È finita l’era del riscaldamento globale, ora la Terra «è entrata in quella dell’ebollizione». Antonio Guterres, segretario generale della Nazioni unite, ha lanciato ieri l’allarme dopo le anticipazioni di Copernicus (il programma di osservazione della Terra dell’Unione europea, dedicato a monitorare il nostro pianeta anche sul fronte climatico), secondo cui luglio 2023 è il mese più caldo di sempre, «a meno che non si verifichi una mini era glaciale nei prossimi giorni», cosa assai improbabile.

Le temperature record rilevate sono da collegare alle ondate di calore registrate in gran parte del Nord America, dell’Asia e dell’Europa, che, insieme agli incendi in Paesi come il Canada e la Grecia o l’Italia dove il Sud brucia da giorni, hanno avuto un forte impatto sulla salute delle persone, sull’ambiente e sulle economie.

«Le temperature da record fanno parte della tendenza al drastico aumento delle temperature globali.
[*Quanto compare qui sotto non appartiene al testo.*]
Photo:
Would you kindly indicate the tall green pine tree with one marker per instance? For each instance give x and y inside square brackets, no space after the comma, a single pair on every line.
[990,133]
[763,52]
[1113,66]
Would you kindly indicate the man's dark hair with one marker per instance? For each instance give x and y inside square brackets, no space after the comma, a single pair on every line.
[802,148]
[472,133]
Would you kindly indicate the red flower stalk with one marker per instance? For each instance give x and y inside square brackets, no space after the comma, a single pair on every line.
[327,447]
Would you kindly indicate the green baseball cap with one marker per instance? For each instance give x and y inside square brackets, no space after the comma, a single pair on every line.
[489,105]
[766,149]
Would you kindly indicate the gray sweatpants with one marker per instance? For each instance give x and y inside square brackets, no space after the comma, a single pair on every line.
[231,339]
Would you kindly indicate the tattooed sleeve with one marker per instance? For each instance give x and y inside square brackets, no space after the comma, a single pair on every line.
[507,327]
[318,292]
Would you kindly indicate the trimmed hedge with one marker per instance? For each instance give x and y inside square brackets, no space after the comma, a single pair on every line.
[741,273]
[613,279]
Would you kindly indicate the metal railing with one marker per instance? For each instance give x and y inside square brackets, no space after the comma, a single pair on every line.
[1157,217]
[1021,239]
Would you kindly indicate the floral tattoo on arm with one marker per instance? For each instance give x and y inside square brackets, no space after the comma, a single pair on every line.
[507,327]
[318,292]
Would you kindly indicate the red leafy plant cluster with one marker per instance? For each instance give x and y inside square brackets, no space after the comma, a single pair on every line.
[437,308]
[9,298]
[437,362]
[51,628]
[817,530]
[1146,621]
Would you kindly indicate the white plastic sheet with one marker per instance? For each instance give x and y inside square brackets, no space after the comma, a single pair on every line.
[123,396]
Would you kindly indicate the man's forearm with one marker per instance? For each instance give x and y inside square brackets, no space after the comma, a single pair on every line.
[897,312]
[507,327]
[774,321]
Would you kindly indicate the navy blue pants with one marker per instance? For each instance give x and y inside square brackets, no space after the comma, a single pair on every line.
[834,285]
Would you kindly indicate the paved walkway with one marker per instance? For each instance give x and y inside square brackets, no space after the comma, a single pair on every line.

Le emissioni antropogeniche sono in definitiva il principale motore di queste temperature in aumento» ha detto Carlo Buontempo, direttore del Copernicus Climate Change Service (C3S).

Ha perciò ragione Guterres a dire che tutto questo rappresenta «solo l’inizio», a meno di scelte radicali. Ai negazionisti climatici il segretario della Nazioni unite ricorda che «per gli scienziati è inequivocabile: gli esseri umani sono responsabili» e «l’unica sorpresa è la velocità del cambiamento». Il segretario generale dell’Onu si sofferma anche sulle tragiche e chiare conseguenze» di questa «ebollizione»: bambini «spazzati via dalle piogge monsoniche, famiglie in fuga dalle fiamme, lavoratori che svengono sotto il caldo torrido».

Guterres se la prende con le fonti fossili, alzando la palla per Petteri Taalas, segretario generale dell’Organizzazione meteorologica mondiale (Wmo): «Le condizioni meteorologiche estreme che hanno colpito molti milioni di persone a luglio sono un assaggio del futuro. La necessità di ridurre le emissioni di gas serra è più urgente che mai. L’azione per il clima non è un lusso ma un dovere».